Wednesday, January 19, 2011

4G to replace cable and DSL?

4G. The next generation of wireless telecommunication. Carriers are in a mad rush to get new, faster tech radiating our airwaves, whether it means rolling out entirely new spectrum, namely LTE, or adding bolt-on tech like HSPA+ to GSM standards, which is debatable as to its branding as true 4G. Either way, in order to compete, consumers, aware of the the technology or not, want to hear "4G" next time they're due for a new phone.

However, amid the branding wars and eventual mass rollout by all carriers a version of 4G, I question it's usefulness and real impact for mobile phones, 4G's primary focus.

Let me explain.

Greater bandwidth in any case at any time is always a good thing. So, just as the competition is heating of for 4G, in the virtuous nature of capitalism, the carriers are pushing full-steam ahead here in the US for the fastest speeds they can manage. That way somebody can claim alpha-dog status and gain a bunch more customers. Hooray for all that.

The only issue I see with the whole thing is that everyone is touting 4G availablity solely as a faster network for your phone's data. I don't know about you, the amount of data I consume on my phone is but a pittance of the gigabytes upon gigabytes of data I consume on my home network.

I have an iPhone 4 and a contract with AT&T for my 3G data. But to be honest, the speeds I get with that, which can sometime get up to 3Mbps here on the outskirts in Atlanta, is entirely sufficient for any phone. That's plenty for streaming Netflix on the go, but almost everywhere else you'll use your smartphone probably has WiFi access. So, my question is, when is 4G, or later on, 5G, wireless data going to eventually replace my home broadband connection?

With WiMax, the idea is already there, except that is a data-only connection, meaning all voice calls mean VOIP, which is great, but there's no streamlined VOIP integration for cellphones quite yet. I assume because carriers make tons of money selling "minutes" and texting plans.

LTE and 4G technologies of the like should at some point be everyone's main broadband connections, both at-home and on the go, consolidating our telecom bills into one.
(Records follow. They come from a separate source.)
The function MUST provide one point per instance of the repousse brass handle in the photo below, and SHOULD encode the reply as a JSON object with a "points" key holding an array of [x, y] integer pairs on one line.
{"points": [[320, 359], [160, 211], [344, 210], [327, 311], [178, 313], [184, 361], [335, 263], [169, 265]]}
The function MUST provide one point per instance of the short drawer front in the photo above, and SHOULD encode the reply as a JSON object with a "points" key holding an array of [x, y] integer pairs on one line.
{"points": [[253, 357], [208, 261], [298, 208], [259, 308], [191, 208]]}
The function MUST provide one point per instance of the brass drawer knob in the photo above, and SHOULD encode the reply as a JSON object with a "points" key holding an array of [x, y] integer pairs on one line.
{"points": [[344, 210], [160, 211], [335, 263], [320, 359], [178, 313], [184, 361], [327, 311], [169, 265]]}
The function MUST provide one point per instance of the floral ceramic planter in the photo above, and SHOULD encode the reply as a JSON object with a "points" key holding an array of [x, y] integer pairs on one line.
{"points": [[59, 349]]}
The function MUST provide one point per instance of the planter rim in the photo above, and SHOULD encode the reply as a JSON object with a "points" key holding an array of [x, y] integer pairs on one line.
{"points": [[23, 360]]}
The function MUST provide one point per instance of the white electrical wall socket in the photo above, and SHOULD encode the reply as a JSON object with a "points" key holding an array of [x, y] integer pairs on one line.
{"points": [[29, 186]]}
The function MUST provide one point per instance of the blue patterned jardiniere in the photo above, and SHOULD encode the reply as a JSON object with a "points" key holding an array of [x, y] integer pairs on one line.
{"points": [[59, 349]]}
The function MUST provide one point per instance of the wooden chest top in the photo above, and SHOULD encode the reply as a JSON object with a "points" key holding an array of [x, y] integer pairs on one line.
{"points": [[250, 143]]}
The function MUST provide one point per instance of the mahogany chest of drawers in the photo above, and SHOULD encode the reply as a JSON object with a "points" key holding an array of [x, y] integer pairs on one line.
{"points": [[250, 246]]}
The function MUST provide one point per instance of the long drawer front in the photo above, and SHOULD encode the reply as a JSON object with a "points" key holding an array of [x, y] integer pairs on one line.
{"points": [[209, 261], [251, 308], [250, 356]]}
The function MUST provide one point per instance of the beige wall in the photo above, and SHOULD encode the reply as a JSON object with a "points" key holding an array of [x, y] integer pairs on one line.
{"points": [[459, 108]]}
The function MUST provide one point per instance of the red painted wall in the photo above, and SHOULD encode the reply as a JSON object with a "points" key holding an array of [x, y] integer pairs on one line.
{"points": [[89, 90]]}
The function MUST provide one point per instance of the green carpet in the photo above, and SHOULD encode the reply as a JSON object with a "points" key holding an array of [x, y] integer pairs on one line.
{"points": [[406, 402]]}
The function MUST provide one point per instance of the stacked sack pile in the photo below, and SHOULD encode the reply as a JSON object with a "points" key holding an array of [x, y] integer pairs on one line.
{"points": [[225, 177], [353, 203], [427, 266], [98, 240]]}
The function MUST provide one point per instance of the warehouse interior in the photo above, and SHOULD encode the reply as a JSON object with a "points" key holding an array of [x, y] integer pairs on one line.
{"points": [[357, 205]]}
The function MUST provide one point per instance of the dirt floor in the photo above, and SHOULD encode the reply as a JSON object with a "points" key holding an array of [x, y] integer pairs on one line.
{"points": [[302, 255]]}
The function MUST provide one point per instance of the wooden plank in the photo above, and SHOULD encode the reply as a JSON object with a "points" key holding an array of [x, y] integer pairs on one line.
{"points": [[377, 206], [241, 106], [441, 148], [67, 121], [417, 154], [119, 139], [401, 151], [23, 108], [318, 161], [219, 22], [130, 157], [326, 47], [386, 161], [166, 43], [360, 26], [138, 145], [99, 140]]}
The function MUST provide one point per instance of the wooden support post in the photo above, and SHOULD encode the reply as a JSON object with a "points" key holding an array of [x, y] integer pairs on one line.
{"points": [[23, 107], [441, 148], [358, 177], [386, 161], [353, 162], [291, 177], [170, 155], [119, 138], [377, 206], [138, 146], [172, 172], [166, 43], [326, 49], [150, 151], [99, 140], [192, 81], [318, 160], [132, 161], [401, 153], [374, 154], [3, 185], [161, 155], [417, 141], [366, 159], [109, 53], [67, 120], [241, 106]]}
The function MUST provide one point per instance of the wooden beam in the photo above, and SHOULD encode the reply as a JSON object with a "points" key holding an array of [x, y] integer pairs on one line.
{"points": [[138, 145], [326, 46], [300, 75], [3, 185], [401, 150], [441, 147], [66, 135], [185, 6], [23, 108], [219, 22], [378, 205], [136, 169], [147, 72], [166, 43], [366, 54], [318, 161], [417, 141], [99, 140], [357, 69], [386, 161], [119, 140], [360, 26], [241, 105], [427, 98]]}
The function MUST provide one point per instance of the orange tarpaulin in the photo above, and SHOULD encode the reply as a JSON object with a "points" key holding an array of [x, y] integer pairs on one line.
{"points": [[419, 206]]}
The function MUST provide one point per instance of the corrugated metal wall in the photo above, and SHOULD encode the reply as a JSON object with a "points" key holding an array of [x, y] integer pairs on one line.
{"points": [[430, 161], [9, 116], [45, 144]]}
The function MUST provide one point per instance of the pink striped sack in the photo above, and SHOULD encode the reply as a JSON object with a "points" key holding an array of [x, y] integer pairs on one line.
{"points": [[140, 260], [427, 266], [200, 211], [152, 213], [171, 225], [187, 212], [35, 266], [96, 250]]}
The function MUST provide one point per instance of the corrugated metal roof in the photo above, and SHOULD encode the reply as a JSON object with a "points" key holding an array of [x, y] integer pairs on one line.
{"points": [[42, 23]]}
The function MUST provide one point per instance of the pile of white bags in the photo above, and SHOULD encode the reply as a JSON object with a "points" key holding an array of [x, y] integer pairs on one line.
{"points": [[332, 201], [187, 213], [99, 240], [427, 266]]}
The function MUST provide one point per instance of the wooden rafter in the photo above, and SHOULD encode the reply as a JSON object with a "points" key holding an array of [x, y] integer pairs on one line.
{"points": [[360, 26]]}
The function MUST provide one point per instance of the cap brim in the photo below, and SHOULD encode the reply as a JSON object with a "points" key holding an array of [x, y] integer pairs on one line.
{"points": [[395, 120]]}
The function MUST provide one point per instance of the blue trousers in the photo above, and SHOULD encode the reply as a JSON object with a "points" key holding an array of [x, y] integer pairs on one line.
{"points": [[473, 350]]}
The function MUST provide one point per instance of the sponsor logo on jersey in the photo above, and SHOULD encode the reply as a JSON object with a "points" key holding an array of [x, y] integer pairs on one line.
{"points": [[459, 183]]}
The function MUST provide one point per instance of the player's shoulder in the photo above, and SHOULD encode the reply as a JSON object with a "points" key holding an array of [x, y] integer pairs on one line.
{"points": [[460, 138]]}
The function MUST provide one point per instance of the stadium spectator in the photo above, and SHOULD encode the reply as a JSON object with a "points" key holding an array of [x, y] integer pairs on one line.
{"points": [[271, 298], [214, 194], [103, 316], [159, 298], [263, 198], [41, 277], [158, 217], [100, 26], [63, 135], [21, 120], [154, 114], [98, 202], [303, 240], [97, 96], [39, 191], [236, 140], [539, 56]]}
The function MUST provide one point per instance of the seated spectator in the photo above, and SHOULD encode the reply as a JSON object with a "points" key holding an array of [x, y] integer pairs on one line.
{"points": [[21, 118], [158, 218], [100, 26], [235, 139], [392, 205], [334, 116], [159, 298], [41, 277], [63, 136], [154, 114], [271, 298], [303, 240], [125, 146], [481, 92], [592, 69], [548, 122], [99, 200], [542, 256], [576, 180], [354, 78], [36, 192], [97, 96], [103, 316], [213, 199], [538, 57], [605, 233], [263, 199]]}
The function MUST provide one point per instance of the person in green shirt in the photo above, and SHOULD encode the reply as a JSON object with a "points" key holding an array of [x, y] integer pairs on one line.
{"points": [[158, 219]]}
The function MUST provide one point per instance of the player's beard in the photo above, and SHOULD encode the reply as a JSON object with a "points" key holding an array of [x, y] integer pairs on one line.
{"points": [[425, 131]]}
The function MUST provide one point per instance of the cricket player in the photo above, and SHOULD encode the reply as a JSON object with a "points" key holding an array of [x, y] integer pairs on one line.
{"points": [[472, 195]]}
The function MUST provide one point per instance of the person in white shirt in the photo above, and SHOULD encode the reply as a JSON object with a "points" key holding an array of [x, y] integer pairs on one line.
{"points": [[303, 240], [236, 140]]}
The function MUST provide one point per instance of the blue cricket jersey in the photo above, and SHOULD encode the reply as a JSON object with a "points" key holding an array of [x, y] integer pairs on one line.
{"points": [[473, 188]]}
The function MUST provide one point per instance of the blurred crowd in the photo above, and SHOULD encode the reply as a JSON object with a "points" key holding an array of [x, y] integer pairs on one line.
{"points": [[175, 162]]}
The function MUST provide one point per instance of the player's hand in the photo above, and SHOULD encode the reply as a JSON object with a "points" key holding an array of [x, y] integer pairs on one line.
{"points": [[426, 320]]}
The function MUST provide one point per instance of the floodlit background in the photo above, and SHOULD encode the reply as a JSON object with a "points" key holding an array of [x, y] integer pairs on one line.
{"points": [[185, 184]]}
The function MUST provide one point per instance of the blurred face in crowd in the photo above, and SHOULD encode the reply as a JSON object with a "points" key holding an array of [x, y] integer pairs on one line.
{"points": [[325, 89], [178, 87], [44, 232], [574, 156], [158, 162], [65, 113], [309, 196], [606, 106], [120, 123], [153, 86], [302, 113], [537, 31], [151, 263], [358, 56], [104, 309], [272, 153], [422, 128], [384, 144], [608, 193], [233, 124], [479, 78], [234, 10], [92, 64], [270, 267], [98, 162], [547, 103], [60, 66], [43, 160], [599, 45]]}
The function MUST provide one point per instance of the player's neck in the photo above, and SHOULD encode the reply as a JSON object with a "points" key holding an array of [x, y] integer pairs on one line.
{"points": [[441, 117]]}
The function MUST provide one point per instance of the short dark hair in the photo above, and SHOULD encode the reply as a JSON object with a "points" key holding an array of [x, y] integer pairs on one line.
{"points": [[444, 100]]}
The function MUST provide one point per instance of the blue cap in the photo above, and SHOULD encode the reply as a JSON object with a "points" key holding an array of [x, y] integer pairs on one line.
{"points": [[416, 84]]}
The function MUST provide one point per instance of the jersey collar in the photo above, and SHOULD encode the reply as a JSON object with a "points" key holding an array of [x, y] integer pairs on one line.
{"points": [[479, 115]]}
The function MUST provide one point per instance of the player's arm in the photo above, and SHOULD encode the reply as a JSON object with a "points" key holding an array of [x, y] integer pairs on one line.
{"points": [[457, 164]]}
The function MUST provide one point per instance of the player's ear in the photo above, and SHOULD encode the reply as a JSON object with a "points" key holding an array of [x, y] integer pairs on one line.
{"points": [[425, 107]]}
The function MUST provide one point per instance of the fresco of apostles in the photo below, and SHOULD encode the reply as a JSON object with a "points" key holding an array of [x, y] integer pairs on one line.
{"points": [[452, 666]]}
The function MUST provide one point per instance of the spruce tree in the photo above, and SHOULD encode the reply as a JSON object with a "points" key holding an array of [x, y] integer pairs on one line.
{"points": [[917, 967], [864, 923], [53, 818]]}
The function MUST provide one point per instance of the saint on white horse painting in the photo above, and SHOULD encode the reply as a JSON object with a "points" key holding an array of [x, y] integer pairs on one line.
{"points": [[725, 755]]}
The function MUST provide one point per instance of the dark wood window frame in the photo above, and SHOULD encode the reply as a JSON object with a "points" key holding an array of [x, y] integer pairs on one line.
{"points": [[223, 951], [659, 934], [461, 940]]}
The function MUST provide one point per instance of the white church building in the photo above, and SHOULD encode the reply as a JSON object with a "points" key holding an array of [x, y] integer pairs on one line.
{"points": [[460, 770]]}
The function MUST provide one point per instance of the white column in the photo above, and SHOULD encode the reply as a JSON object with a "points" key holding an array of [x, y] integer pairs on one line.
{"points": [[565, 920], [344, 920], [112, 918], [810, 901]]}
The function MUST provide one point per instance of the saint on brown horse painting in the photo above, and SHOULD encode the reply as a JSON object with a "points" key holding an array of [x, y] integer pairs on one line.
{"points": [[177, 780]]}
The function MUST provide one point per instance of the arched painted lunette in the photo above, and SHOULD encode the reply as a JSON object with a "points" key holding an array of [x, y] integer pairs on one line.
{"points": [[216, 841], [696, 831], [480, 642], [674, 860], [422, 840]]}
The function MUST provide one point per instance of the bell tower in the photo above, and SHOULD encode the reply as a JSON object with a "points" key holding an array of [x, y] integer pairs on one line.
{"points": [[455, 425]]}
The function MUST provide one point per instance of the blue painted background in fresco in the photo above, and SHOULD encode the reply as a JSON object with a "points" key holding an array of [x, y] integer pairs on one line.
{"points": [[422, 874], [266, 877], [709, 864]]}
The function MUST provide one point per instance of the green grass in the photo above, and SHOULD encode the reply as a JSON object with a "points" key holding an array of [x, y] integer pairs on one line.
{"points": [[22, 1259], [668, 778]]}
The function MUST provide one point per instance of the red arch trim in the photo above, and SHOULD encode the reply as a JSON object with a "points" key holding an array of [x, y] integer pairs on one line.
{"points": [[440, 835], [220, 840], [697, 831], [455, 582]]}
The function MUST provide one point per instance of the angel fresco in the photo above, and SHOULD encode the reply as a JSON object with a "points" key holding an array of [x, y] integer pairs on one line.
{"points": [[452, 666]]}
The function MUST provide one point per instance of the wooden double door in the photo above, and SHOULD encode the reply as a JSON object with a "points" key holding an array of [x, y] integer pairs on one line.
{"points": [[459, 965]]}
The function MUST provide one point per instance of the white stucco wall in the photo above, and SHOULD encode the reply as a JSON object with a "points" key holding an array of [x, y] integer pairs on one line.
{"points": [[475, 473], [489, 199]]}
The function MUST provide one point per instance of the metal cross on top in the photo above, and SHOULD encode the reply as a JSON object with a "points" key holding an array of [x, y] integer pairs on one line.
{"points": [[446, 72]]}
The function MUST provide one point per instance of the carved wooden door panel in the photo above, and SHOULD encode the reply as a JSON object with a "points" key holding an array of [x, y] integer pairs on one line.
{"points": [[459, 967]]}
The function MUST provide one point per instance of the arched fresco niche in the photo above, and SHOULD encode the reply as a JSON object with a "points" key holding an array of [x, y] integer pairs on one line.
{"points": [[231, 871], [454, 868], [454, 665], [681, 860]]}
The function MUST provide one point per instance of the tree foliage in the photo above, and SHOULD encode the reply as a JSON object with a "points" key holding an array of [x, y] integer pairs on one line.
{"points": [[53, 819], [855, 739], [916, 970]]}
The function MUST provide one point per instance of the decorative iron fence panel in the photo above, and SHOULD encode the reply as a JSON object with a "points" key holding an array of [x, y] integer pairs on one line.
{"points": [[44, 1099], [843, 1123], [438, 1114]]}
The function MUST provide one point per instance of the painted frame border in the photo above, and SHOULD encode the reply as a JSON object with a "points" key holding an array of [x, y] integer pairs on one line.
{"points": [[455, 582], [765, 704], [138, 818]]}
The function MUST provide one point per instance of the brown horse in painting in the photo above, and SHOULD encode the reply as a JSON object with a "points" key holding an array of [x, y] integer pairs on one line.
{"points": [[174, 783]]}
For the savvy tech user, maybe there are a few people that use 3G hotspots for all their data at home, but two problems exist there. For one, 3G is too slow for home use and external network devices are required, i.e. tethered cellphones, MiFi hotspots, or USB network dongles/adapters. And there lies the problem for at-home wireless access today: you have to pay for both the network modem or router for your home connection as well as the extra costs for a non-subsidized non-cellphone plan.

This may be pipe dream, but once LTE becomes widely available, I'd want a Verizon plan that allows me an iPhone 5 with 4G access along with a subsidized at-home router, effectively replacing my current setup of two bills, one for mobile 3G, the other for DSL.

Sounds good. Now let's just hope we can do all that with low latency and speeds around a consistent 5Mbps+.